Perspectives du BTP 2017 pour le second œuvre de finition

En matière de ravalement isolation, le segment se positionne historiquement dans une conjoncture supérieure à celle du marché, faut il y voir les marques d’une transition énergétique, peut être. Actuellement, la reprise de l’ensemble des segments de marché du bâtiment a tendance à faire converger les dynamiques conjoncturelles. Ainsi les performances de l’activité isolation, supérieures à celle du bâtiment, tend à se faire rattraper par les autres secteurs d’activité. Cela constitue relativement une bonne nouvelle, c’est la preuve de la robustesse de la reprise. Pour cette activité 2016 aura donc été marquée par une croissance de l’ordre de 1% et pourrait presque doubler en 2017, à l’image de la conjoncture de cette fin d’année qui termine sur des notes vraiment encourageantes.

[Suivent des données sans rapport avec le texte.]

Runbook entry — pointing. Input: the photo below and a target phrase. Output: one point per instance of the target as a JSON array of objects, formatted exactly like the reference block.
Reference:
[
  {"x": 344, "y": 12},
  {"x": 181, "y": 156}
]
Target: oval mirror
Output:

Les métiers de la plâtrerie, quant à eux, auront connu une année 2016 ne demi-teinte. Certes la décroissance semble derrière, mais la croissance n’est pas non plus installée. Après avoir été à l’équilibre au second quadrimestre, la fin de l’année affiche quelques couleurs encourageantes. Au global, l’année 2016 aura été une année à 0, marquant la fin de la décroissance et ouvrant les porte de la croissance (attendue de l’ordre de 1 à 1.5% en 2017) permise notamment par les bonnes performances du résidentiel collectif comme le confirme les mesures du dernier quadrimestre 2016.

La peinture ne devrait pas faire exception à la règle. 2016 est une année de transition, qui devrait être très légèrement positive. Cette orientation permet d’espérer une croissance plus marquée en 2017, un peu au-dessous des +1%. Les métiers de la peinture continuent d’afficher des performances en deçà des observations qui peuvent être faite pour le bâtiment en général, comme le confirme le dernier quadrimestre 2016, cependant, dans ce contexte de tension économique, il est toujours agréable de pouvoir enfin parler de croissance, si légère soit-elle.

Du point de vue du segment revêtement de sol, les performances demeurent décevantes pour ce métier dans un équilibre tout juste positif sur la fin de l’année. Ces tonalités positives, portées notamment par le logement collectif ne permettent pas au secteur d’activité de clôturer l’année en positif. En revanche comme annoncé en août dernier la transition est en route et 2017 devrait être une année de croissance, relativement au-dessous des moyenne du marché, mais cependant positive, de l’ordre de 0.5 à 0.8%, ce qui est également le cas pour les métiers de la métallerie.